Spanning Tree-based Query Plan Enumeration
Yesdaulet Izenov, Asoke Datta, Brian Tsan, Abylay Amanbayev, Florin Rusu
TL;DR
This work reframes query optimization as a problem of finding low-cost spanning trees on a join graph and introduces Ensemble Spanning Tree Enumeration (ESTE), which combines Prim's and Kruskal's algorithms to explore multiple low-cost plans. ESTE leverages a cost model for physical operators, a main-memory-oriented cost function, and a dynamic edge-weight scheme that reflects subplan progress, enabling a principled, polynomial-time exploration of the plan space. The authors compare exhaustive, heuristic, and ensemble strategies across diverse join-graph topologies and a real benchmark (JOB on IMDB), showing that ESTE achieves more consistent plan quality and similar or better execution times with only modest extra optimization time. Importantly, ESTE maintains robustness under cardinality-estimation errors and offers a cost-effective path to sustaining optimizer performance as data and workload evolve, without a full optimizer redesign. The work demonstrates that leveraging multiple spanning-tree algorithms can significantly broaden search-space coverage and improve practice-relevant plan quality in large queries.
Abstract
In this work, we define the problem of finding an optimal query plan as finding spanning trees with low costs. This approach empowers the utilization of a series of spanning tree algorithms, thereby enabling systematic exploration of the plan search space over a join graph. Capitalizing on the polynomial time complexity of spanning tree algorithms, we present the Ensemble Spanning Tree Enumeration (ESTE) strategy. ESTE employs two conventional spanning tree algorithms, Prim's and Kruskal's, together to enhance the robustness of the query optimizer.
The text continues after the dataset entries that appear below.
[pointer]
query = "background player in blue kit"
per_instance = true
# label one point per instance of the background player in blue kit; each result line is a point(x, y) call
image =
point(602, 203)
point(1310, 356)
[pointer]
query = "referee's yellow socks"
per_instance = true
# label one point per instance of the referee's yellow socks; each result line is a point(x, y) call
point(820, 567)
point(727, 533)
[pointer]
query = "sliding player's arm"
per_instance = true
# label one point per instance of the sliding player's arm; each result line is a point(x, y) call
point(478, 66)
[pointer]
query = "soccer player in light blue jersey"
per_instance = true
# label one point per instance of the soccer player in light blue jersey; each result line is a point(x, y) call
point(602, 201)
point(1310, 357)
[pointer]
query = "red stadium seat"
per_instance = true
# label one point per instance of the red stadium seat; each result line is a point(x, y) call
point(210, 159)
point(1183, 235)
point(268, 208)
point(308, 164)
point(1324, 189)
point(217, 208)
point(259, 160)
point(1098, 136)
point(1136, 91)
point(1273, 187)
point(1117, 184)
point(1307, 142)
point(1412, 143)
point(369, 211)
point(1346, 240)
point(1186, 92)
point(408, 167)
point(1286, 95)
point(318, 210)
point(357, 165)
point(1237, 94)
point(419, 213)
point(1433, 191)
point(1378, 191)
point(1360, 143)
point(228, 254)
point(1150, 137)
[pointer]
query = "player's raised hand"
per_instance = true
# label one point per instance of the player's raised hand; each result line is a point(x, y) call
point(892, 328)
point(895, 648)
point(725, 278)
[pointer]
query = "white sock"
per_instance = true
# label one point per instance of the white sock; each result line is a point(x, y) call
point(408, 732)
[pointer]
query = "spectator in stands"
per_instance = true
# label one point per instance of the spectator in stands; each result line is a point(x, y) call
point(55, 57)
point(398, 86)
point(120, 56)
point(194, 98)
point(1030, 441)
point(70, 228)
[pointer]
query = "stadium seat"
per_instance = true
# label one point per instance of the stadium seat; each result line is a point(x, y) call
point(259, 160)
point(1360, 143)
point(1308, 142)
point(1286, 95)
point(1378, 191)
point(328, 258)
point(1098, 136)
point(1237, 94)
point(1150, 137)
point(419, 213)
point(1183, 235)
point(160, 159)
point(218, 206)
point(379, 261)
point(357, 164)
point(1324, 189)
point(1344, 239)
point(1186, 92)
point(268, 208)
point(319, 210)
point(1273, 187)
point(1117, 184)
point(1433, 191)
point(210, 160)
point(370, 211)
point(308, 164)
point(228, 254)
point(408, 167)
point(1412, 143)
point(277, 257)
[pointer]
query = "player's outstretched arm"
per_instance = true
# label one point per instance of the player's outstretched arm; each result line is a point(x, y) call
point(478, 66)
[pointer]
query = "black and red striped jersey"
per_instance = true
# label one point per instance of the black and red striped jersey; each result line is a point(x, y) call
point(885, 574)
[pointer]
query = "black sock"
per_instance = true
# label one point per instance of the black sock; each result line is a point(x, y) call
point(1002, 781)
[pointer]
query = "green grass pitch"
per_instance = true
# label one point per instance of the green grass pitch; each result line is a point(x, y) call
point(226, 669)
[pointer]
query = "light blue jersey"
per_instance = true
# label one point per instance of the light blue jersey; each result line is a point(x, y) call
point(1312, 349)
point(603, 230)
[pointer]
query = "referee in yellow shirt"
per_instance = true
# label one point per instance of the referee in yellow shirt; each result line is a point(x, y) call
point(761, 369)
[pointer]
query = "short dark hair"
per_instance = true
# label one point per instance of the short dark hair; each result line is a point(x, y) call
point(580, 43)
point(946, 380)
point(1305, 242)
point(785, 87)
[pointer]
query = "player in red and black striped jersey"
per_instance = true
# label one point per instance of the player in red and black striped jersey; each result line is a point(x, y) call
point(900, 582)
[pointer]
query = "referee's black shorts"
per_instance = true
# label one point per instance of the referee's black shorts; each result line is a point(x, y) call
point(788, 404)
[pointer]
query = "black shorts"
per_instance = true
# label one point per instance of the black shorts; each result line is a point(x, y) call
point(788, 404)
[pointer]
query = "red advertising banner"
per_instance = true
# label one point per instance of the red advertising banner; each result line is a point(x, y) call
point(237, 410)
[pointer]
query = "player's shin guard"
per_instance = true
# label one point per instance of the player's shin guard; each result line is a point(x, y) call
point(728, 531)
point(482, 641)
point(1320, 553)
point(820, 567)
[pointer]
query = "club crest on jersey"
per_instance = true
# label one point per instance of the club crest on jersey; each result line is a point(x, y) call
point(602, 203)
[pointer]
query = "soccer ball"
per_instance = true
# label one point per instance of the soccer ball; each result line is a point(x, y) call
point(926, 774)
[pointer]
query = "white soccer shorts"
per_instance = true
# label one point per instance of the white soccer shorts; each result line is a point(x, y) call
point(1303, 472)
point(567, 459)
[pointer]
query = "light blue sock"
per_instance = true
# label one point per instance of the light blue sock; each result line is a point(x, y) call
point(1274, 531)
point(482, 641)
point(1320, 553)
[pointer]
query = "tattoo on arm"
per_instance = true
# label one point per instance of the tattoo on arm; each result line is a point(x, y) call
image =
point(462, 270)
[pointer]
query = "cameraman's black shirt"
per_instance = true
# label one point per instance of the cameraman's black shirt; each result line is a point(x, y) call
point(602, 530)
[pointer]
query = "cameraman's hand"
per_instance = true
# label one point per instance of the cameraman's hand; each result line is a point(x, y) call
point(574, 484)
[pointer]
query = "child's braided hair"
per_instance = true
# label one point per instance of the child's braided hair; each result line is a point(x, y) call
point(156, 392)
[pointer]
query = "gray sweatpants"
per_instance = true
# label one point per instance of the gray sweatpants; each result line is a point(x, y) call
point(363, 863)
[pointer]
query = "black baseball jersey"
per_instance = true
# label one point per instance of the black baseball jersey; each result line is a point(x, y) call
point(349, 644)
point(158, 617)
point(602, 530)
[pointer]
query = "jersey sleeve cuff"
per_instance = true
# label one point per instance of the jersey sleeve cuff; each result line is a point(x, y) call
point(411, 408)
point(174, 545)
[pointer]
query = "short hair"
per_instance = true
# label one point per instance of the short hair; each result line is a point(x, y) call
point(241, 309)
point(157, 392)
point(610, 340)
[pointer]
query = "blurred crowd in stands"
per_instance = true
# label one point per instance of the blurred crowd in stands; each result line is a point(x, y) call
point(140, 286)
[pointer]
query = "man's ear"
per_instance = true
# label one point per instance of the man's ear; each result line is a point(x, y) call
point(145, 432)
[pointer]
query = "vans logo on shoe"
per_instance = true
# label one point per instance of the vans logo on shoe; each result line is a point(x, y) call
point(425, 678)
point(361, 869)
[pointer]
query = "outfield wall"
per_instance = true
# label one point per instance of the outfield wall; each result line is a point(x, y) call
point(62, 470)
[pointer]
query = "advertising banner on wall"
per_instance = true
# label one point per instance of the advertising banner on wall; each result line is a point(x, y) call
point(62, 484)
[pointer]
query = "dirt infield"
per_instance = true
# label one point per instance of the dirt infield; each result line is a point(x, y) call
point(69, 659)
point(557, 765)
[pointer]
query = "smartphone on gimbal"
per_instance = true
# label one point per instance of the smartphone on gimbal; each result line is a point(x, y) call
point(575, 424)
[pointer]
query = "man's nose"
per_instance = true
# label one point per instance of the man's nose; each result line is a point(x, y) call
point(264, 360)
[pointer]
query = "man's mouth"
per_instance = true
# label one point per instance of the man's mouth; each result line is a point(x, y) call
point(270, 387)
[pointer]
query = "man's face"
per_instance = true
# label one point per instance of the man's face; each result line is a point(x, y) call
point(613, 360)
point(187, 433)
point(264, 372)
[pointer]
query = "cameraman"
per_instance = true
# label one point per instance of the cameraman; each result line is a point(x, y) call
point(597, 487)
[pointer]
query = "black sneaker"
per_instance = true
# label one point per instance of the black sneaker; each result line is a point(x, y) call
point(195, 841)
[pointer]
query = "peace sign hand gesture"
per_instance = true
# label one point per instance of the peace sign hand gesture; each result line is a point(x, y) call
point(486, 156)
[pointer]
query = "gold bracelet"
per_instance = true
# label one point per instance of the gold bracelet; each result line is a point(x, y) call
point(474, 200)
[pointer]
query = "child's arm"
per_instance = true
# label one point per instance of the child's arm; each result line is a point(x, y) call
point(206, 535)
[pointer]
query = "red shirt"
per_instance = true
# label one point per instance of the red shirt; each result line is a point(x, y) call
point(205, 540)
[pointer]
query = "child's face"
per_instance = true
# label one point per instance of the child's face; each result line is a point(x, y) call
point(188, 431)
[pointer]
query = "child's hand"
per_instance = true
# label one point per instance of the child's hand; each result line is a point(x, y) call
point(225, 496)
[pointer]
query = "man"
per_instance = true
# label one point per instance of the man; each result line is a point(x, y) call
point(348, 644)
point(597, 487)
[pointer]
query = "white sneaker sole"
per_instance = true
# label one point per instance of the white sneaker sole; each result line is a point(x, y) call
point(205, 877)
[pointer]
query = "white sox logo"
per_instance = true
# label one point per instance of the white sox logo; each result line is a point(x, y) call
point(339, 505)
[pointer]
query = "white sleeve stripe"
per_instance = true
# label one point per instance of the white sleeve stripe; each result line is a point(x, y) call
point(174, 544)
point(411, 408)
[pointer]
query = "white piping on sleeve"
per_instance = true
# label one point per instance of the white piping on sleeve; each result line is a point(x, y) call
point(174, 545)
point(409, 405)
In ESTE, multiple query plans are enumerated exploring different areas of the search space. This positions ESTE as an intermediate strategy between exhaustive and heuristic enumeration strategies. We show that ESTE is more robust in identifying efficient query plans for large queries. In the case of data modifications and workload demand increase, we believe that our approach can be a cheaper alternative to maintain optimizer robustness by integrating additional spanning tree algorithms rather than completely changing the optimizer to another plan enumeration algorithm. The experimental evaluation shows that ESTE achieves better consistency in plan quality and optimization time than existing solutions while identifying similarly optimal plans.